4-((2-Hydroxybenzylidene) amino)-1,5-dimethyl-2-phenyl-1H-pyrazol-3(2H)-one (L¹):

Compound L¹ has been synthesized by subjecting a mixture of 4-aminoantipyrine and salicylaldehyde to irradiation using microwave at 350-Watt power for 1 minute. The pure crystals of MCS04 were attained following three recrystallizations of the crude product from a mixture of ethanol hexane (9: 1). FT-IR (cm-1): 3271 (OH, str.), 2861 (C-H aromatic), 1610 (C=N, str.), 1692 (C=O, str.), 1584 (C=C aromatic). ¹H-NMR (400 MHz, DMSO-d6): δ [ppm] 9.22 (s, 1H, HC=N), 8.32 - 7.21 (m, 9 H, Ar-H), 2.28 (s, 3H, ^*CH₃-C=C), 3.67 (s, 3H, CH₃-N),. ¹³C-NMR (400 MHz, DMSO-d6): δ [ppm] 164.43 (1C, *C=N), 159.25 (1C, C=O), 162.25 (1C, Ar, C-OH), 152.37 (1C, pyrazolone ring, CH=*C-N), 140.61 (1C,  Ar, C-N), 133.65 (1C, Ar), 130.02 (1C, Ar), 128.86 (2C, Ar), 126.45 (2C, Ar), 123.23 (1C, Ar), 119.72 (1C, Ar), 120.73 (1C, Ar, *C-C=N), 118.16 (1C, Ar), 109.84 (1C, pyrazolone ring, *CH=C-N),  40.52 (1C, CH₃-N), 16.47 (1C, CH₃). M.P = 221-222^oC, % Yield = 85-90  %.

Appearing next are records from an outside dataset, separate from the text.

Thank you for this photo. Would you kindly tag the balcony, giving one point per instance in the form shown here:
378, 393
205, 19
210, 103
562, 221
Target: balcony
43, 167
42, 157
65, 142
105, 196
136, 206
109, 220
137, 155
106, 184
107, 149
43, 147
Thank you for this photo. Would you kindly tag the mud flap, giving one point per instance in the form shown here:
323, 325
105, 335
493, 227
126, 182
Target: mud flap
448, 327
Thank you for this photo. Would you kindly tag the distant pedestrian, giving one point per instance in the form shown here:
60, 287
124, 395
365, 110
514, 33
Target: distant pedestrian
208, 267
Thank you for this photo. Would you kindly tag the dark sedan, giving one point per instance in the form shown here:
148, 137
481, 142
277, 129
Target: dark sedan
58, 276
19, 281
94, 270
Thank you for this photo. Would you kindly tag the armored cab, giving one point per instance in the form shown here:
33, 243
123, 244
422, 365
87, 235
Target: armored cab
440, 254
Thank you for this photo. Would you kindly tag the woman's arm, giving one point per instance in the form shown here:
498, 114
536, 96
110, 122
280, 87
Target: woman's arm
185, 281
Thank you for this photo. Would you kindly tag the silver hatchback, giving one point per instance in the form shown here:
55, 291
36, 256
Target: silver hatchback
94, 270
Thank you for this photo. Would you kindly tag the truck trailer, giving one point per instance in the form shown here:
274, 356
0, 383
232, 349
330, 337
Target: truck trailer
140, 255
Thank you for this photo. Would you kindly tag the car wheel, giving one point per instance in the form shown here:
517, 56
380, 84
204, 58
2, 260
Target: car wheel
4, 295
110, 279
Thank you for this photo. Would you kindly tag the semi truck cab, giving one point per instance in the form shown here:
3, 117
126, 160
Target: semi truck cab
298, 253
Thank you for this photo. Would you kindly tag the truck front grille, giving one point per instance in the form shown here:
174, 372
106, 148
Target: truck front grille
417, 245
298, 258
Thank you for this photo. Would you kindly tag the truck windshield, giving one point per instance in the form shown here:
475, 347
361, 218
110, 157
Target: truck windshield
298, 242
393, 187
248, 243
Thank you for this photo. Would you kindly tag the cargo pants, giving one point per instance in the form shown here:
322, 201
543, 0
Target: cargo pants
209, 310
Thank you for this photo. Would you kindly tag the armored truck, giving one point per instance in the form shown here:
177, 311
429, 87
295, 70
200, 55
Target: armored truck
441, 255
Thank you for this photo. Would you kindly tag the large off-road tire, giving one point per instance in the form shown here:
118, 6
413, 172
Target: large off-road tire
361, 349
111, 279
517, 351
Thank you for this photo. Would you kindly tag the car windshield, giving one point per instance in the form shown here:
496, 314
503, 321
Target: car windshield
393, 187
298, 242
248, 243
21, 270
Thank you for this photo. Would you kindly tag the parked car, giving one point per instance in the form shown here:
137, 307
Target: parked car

(((2-Hydroxynaphthalen-1-yl) methylene) amino)-1,5-dimethyl-2-phenyl-1H-pyrazol-3(2H)-one (L²):

Compound L² has been synthesized by subjecting a mixture of 4-aminoantipyrine and 2-hydroxynaphthaldehyde irradiation using microwave at 600-Watt power for two minutes. The pure crystals of MCS02 were achieved after three times of recrystallization of the crude product from ethanol hexane mixture (7:3). FT-IR (cm^-1); 3392 (OH, str.), 2860 (C-H aromatic), 1647 (C=O, str.), 1635 (C=N, str.), 1583 (C=C aromatic). ¹H-NMR (400 MHz, DMSO-d6): δ [ppm] 9.32 (s, 1H, HC=N), 8.22-7.16 (m, 11H, Ar-H), 2.28 (s, 3H, ^*CH₃-C=C), 3.67 (s, 3H, CH₃-N). ¹³C-NMR (400 MHz, DMSO-d6):δ[ppm] 169.63 (1C, Ar, C-OH), 159.25 (1C, C=O), 164.21 (1C, *C=N), 152.37 (1C, pyrazolone ring, *CH-C=N), 138.81 (1C, Ar, C-N), 133.65 (1C, Ar), 134.34 (1C, Ar), 130.02 (1C, Ar), 129.45 (1C, Ar), 128.86 (2C, Ar), 127.35 (1C, Ar), 128.01 (1C, Ar), 126.45 (2C, Ar), 123.23 (1C, Ar), 119.72 (1C, Ar), 121.87 (1C, Ar), 115.47 (1C, Ar, *C-C=N), 109.84 (1C, pyrazolone ring, *CH=C-N),  40.52 (1C, CH₃-N), 16.47 (1C, CH₃). M.P = 230-231^oC, % Yield =  85-95 %.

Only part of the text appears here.